Keep Working, Worker Bee!


Today I got to the point in my course when I was finally able to teach my students why you see a big lambda every time you start up DrScheme. As I was explaining it, something clicked for me about why the HTDP curriculum works. As has been said many times before, it's not syntax-based, which is definitely good — you don't want your students thinking that they need a new piece of syntax for every problem or that the kinds of syntax available in language X are somehow a mirror of the kinds of problems in computing. But what's not so obvious is that once you're teaching, you start to realize that it's actually small-step semantics-based. Unlike SICP, which doesn't seem to have much of a unifying pedagogical principle, I've started to realize more and more that the secret weapon of HTDP is that you teach the students a simple algebraic-simplification-based view of program evaluation, and then slowly enrich the set of reduction rules in the language and show them what tricks are possible with those new reductions. That's why the introduction of local (a teaching form for introducing internal definitions) becomes a big deal in HTDP, whereas introducing lambda is not all that big of a deal — local is a new kind of reduction rule that adds definitions to the world; lambda on the other hand just follows the same rules we've been using all along.
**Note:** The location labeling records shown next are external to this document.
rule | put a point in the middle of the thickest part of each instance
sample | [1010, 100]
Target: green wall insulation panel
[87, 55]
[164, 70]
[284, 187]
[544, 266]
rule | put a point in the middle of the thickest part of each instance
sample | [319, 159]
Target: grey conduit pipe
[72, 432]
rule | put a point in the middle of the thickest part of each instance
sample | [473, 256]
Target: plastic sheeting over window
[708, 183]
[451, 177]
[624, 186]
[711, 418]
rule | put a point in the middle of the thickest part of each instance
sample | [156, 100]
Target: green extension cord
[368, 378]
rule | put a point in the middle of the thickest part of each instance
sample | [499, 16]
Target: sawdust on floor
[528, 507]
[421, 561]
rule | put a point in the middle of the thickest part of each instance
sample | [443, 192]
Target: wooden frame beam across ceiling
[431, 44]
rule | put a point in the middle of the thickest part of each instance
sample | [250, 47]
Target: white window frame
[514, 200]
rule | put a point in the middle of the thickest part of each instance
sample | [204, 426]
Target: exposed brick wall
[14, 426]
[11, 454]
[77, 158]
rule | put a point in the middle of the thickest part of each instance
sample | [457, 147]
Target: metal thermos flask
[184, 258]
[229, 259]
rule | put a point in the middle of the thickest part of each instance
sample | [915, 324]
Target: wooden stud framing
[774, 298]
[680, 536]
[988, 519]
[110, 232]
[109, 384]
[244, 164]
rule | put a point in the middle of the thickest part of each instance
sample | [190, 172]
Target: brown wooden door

That's not to say that students don't still need to practice and struggle with both local and lambda to figure out how they tick; that's more of a pragmatics issue. But as far as explaining them, when you get to lambda, you just say, "Remember our rule for how to simplify named functions? You do that here too." Then you do an example or two, and pretty soon people are able to feed you the right answers when you ask what to do next and they've got their first handholds on a concept that might otherwise be very very difficult to grasp.

I have appreciated the pragmatics of HTDP, in particular the design-recipe idea, for a long time, and I still have to say that the notion that data leads directly to code is a fantastic first lesson in programming that's underappreciated in most curricula and by many professional programmers. But I hadn't until just today appreciated the powerful impact that taking a very careful look at the semantic model you're teaching your students when you introduce them to programming can have.